ジャスティン・サン氏に関連するアドレスが2.2億ドル相当のETHをLidoからAaveへ移動。DeFiの流動性懸念が浮上。
トロン創設者のジャスティン・サン氏に関連するとされるアドレスは27日、6万ETHをLidoから引き出し、その後Aaveに入金した。
この取引は協定世界時プラス8時間の10時13分に実行され、総額約2億2600万ドル(約336億円)相当となる。
巨額資金移動がDeFi市場に与える影響
今回の資金移動は、DeFi市場における潜在的なリスクを浮き彫りにした。
LidoとAaveは、利回り生成戦略で密接に連携することが多い。
Lidoでステーキングされたイーサリアム(stETH)をAaveで担保にし、追加のイーサリアム(ETH)を借り入れて再度ステーキングするループ戦略は一般的だ。
サン氏のような大規模な資金移動は、この仕組みのシステミックリスクを露呈させる。
特に、Aaveのイーサリアム準備金が増加する一方で、Lidoの流動性が減少することで、市場バランスに変化をもたらす可能性がある。
過去にもAaveからの大規模なETH引き出しが金利の急騰を引き起こし、レバレッジをかけたトレーダーがポジションの解消を迫られた事例があった。

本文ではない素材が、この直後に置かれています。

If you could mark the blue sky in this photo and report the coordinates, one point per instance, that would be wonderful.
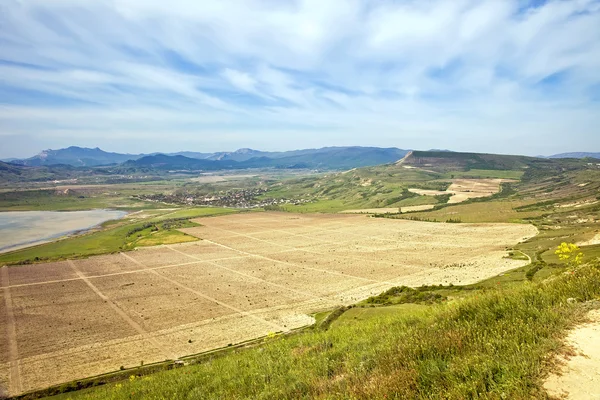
(152, 75)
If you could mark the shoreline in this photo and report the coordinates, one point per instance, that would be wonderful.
(71, 227)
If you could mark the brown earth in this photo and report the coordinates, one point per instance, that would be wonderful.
(579, 377)
(465, 189)
(253, 274)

今回は逆にAaveへの大規模な資金流入となったが、DeFiエコシステムにおける資金の集中度合いを示している。
過去の動向とstETHへの影響
ジャスティン・サン氏は以前から、取引所とDeFiプロトコルの間でアルトコインを活発に移動させている。
直近では7月24日にも、Aaveから6億ドル相当の資産を引き出し、これがイーサリアム価格の6.5%下落の一因となったことが指摘されている。
今回のAaveへの入金は、変化する貸付インセンティブを利用したり、DeFiにおける担保の構成を変更する可能性がある。
同アドレスがLidoとAaveで保有するイーサリアムは、合計で6億3000万ドルを超えており、新しい暗号資産(仮想通貨)市場における影響力の大きさを物語っている。
さらに注目されるのは、stETHの価格安定性への潜在的な影響だ。
Lidoからの大規模な引き出しは、stETHの供給に変化をもたらし、短期的には価格変動を引き起こす可能性がある。
このような現象は、DeFiエコシステムにおける流動性の変化時に発生しやすく、市場の安定性に影響を与える要因となり得る。
今回のサン氏の動きは、こうした新たなDeFi構造における資金流動性の複雑さを示す事例となった。